Barnsley head coach Paul Heckingbottom has stressed the need to make more new signings ahead of the new season.
The Reds have lost a string of top players during the summer, but have recruited some replacements.
But Heckingbottom wants more and said: “I’m really pleased with what we’ve got, but we need more.
“We know the plan for the next few weeks and all the way up to the first game, but we want more players in. Everybody knows I want more players in, I just want them in sooner rather than later.
“Otherwise we’re doing things in a makeshift way – and I don’t want to do that.”
The Reds drew 3-3 away to West Yorkshire outfit Guiseley in their first official pre-season fixture on Tuesday night at Nethermoor Park.
But Heckingbottom’s side were twice forced to come from behind and the boss knows there’s plenty room for improvement before the club’s Championship opener at Bristol City on August 5.
“It was a beneficial match for us,” reflected Heckingbottom. “We opened them [Guiseley] up lots of times and should have had more goals, so I was really pleased with the attacking side of things.
“But there were also a lot of things we don’t want to see out of possession. There were individual errors which led to goals and tactical things which are important we address. We need those things to come out in games so we can fix them.
“We need it to happen quick because we’ve only got four weeks until the start of the season. We need to have 11 players on the pitch who are all singing off the same hymm sheet and in sync.

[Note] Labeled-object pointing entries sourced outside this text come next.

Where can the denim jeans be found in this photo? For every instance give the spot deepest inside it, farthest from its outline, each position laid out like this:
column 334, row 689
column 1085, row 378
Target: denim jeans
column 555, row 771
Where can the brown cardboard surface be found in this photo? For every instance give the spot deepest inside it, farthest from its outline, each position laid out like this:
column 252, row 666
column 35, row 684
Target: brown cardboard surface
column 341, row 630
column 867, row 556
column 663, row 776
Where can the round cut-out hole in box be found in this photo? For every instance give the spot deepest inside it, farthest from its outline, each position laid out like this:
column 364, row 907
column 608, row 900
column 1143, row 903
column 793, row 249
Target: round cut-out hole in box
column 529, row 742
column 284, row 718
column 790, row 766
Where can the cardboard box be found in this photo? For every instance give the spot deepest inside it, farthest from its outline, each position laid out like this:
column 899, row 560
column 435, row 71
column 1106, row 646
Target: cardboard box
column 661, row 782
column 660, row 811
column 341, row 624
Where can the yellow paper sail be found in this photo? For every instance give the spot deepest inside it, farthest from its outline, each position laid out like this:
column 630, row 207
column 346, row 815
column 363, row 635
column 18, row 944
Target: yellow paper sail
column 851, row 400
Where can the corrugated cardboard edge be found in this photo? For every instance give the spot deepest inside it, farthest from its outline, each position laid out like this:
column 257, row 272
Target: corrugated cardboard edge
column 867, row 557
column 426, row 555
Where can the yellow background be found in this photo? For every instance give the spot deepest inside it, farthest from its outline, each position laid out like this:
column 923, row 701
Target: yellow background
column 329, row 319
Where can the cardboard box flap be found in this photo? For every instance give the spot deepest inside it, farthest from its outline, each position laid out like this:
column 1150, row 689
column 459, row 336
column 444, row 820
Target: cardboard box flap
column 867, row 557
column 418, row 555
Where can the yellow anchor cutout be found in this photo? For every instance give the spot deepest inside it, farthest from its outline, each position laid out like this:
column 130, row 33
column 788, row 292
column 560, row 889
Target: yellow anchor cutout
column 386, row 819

That’s our job.”
Meanwhile, a deal to bring sought-after striker Ollie McBurnie in from Swansea City could be completed sooner rather than later.
The two clubs were at loggerheads over the Premier League outfit’s valuation of defener Andy Yiadom, who they want to sign.
However, it seems as if a loan deal to bring striker McBurnie to Oakwell is now the best chance of a deal happening, even if Yiadom doesn’t go in the opposite direction.
McBurnie has liked Tweets regarding his proposed loan move to the Reds, much like Lloyd Isgrove did before his permanent return to South Yorkshire.